Conclusion: Tech Without Justice Is Just Another Empire
The West’s technological success has been built significantly on Indian intellectual capital—developers coding applications, engineers testing systems, researchers training AI models. Yet when discussions turn to acknowledgment, collaboration as equals, or fair representation, the conversation often becomes evasive. This isn’t about harboring grievances or playing victim; it’s about demanding historical honesty and contemporary fairness.

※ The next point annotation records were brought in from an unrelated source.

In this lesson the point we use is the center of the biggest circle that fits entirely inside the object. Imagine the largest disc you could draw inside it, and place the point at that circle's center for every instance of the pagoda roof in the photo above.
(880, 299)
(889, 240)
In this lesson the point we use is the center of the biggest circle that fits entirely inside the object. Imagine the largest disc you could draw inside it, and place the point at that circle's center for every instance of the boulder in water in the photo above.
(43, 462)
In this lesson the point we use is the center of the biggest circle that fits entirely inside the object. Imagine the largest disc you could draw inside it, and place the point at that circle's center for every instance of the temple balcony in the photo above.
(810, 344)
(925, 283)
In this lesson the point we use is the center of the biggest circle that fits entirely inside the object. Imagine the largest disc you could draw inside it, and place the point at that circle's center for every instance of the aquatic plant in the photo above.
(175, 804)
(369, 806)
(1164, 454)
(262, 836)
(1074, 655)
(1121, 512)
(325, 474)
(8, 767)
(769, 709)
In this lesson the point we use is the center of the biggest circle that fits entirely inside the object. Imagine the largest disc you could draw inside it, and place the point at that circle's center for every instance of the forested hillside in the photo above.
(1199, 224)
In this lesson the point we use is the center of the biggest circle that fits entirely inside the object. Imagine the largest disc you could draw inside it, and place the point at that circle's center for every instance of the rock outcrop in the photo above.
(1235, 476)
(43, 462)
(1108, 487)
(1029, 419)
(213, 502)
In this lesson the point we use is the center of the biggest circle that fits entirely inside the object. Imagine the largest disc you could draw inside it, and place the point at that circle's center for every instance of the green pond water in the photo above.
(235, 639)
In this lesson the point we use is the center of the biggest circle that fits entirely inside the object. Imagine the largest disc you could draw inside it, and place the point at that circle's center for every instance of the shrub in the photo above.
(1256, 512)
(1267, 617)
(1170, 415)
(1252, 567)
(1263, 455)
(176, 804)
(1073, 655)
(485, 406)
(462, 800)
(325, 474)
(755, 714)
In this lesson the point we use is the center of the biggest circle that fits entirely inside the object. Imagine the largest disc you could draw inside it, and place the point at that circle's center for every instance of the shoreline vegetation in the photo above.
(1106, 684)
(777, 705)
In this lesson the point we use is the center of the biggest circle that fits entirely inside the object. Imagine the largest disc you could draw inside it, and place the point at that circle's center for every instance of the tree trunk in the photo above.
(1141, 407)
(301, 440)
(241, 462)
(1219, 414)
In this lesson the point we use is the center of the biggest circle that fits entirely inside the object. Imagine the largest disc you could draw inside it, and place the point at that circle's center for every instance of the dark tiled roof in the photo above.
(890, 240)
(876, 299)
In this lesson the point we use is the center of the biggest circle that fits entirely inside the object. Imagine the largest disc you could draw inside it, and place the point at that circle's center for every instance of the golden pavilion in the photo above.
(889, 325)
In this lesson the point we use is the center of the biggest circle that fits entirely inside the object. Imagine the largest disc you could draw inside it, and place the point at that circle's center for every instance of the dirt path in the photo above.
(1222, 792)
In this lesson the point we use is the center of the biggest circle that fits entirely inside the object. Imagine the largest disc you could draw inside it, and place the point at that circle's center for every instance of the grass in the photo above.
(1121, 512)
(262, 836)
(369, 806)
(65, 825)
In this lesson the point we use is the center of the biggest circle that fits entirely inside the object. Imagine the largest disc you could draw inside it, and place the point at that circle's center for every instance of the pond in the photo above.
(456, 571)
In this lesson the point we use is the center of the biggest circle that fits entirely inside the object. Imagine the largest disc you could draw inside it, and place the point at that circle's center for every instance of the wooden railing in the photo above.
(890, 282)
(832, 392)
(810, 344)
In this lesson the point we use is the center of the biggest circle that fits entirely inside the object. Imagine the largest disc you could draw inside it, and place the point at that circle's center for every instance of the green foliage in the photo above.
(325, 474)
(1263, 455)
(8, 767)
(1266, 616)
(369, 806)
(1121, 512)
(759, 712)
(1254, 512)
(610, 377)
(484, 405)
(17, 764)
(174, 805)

India stands as the sole ancient civilization that remains vibrantly alive—not preserved in archaeological sites or museum displays, but actively shaping the future through cutting-edge technology, space exploration, digital innovation, and democratic governance. This living legacy commands respect not merely when it serves others’ interests, but especially when it challenges comfortable assumptions. Because if there’s anything more formidable than artificial intelligence, it’s dignity rooted in millennia of contribution and continuity.